Are EU universities as of 2019 more dependent on external funding than 20 or 40 years ago? Is there any EU policy on increasing external private funds and reducing public funding?
-
2I think this is country dependent, each EU country has their own funding system. For example there are major differences between the British isles and continental western Europe. Also external funding is not the same as private funding: getting a grant from a public funding body is external funding.– ErwanFeb 20, 2019 at 0:54
2 Answers
They are more dependent alone due to the fact that the EU spends steadily increasing sums on research over the last decades. See the table on wikipedia.
FP9 or Horizon Europe will be around 100 billion, so another increase.
Also, just google "brexit universities britain eu funding alarm" to get some thousand articles/comments how dependent british universities are on EU funding.
My qualitative answer is based on my experience in France, I don't know if it applies to other countries. I would think it's similar for Germany, Spain and Italy at least but I'm not sure to what extent. The EU has a large research and innovation budget (currently H2020), but as far as I know every EU country is free to choose their research policy (and the amount of public spending) at the national level.

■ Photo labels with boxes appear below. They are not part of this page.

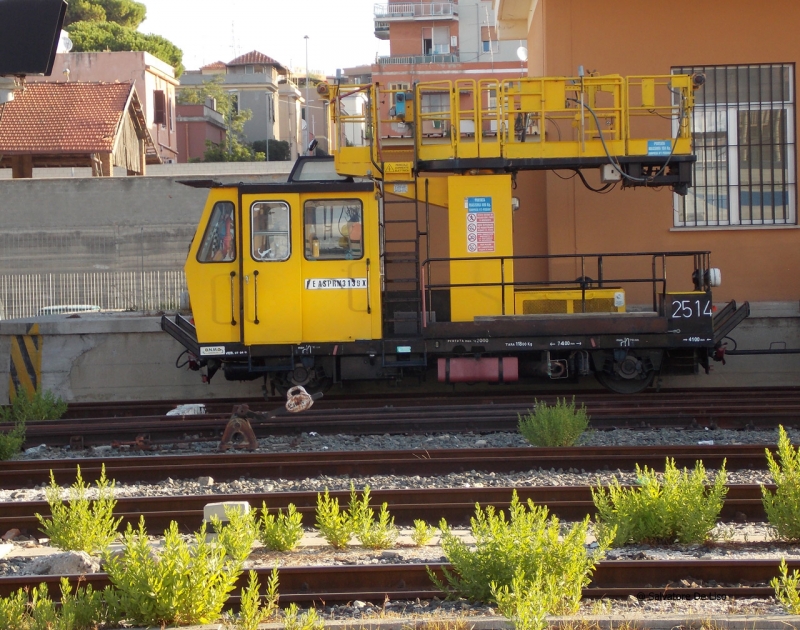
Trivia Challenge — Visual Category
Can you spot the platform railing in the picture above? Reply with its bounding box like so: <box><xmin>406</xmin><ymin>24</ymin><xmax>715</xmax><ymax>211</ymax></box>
<box><xmin>421</xmin><ymin>251</ymin><xmax>711</xmax><ymax>323</ymax></box>
<box><xmin>0</xmin><ymin>270</ymin><xmax>186</xmax><ymax>319</ymax></box>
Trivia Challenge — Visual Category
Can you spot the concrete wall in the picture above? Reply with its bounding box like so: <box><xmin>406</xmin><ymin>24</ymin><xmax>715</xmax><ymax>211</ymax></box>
<box><xmin>0</xmin><ymin>169</ymin><xmax>291</xmax><ymax>274</ymax></box>
<box><xmin>0</xmin><ymin>312</ymin><xmax>800</xmax><ymax>405</ymax></box>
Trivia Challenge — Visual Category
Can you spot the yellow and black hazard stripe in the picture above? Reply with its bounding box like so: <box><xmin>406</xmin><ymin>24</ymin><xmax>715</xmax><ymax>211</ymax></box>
<box><xmin>8</xmin><ymin>324</ymin><xmax>42</xmax><ymax>401</ymax></box>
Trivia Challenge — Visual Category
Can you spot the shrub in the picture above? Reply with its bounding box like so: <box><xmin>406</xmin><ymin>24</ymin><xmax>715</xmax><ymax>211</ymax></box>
<box><xmin>317</xmin><ymin>488</ymin><xmax>353</xmax><ymax>549</ymax></box>
<box><xmin>761</xmin><ymin>426</ymin><xmax>800</xmax><ymax>540</ymax></box>
<box><xmin>769</xmin><ymin>558</ymin><xmax>800</xmax><ymax>615</ymax></box>
<box><xmin>211</xmin><ymin>505</ymin><xmax>257</xmax><ymax>564</ymax></box>
<box><xmin>0</xmin><ymin>589</ymin><xmax>29</xmax><ymax>630</ymax></box>
<box><xmin>283</xmin><ymin>604</ymin><xmax>325</xmax><ymax>630</ymax></box>
<box><xmin>36</xmin><ymin>465</ymin><xmax>122</xmax><ymax>554</ymax></box>
<box><xmin>411</xmin><ymin>519</ymin><xmax>438</xmax><ymax>547</ymax></box>
<box><xmin>0</xmin><ymin>420</ymin><xmax>25</xmax><ymax>461</ymax></box>
<box><xmin>592</xmin><ymin>458</ymin><xmax>728</xmax><ymax>546</ymax></box>
<box><xmin>0</xmin><ymin>386</ymin><xmax>67</xmax><ymax>423</ymax></box>
<box><xmin>517</xmin><ymin>396</ymin><xmax>589</xmax><ymax>446</ymax></box>
<box><xmin>258</xmin><ymin>503</ymin><xmax>304</xmax><ymax>551</ymax></box>
<box><xmin>491</xmin><ymin>569</ymin><xmax>558</xmax><ymax>630</ymax></box>
<box><xmin>104</xmin><ymin>519</ymin><xmax>242</xmax><ymax>625</ymax></box>
<box><xmin>429</xmin><ymin>491</ymin><xmax>608</xmax><ymax>613</ymax></box>
<box><xmin>236</xmin><ymin>568</ymin><xmax>278</xmax><ymax>630</ymax></box>
<box><xmin>349</xmin><ymin>485</ymin><xmax>398</xmax><ymax>549</ymax></box>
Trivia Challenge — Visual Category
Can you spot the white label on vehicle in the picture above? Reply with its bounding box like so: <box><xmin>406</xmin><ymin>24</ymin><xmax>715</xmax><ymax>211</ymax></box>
<box><xmin>306</xmin><ymin>278</ymin><xmax>367</xmax><ymax>289</ymax></box>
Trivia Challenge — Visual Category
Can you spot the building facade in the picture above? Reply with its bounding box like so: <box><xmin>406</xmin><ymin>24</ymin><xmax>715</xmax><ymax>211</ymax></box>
<box><xmin>179</xmin><ymin>50</ymin><xmax>303</xmax><ymax>159</ymax></box>
<box><xmin>495</xmin><ymin>0</ymin><xmax>800</xmax><ymax>308</ymax></box>
<box><xmin>27</xmin><ymin>51</ymin><xmax>178</xmax><ymax>164</ymax></box>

The evolution in the past 20 years is indeed quite clearly in the direction of less recurrent funding and more external funding. The major change in France was the creation of the ANR in 2005, a public funding body intended to offer grants to research teams in a project-driven and competitive way. There have been various other structural changes which affected how research is funded, in particular temporary junior positions (PhD students and postdocs) which often depend on external funding nowadays. An observable consequence of this trend is that most researchers spend a significant part of their time applying for grants, whereas this was very rare 20 years ago in most universities.
Collaborations with the private sector are also encouraged, but this is also largely funded by public money (in particular with CIR (fr) a controversial tax cut for companies to invest in research and development).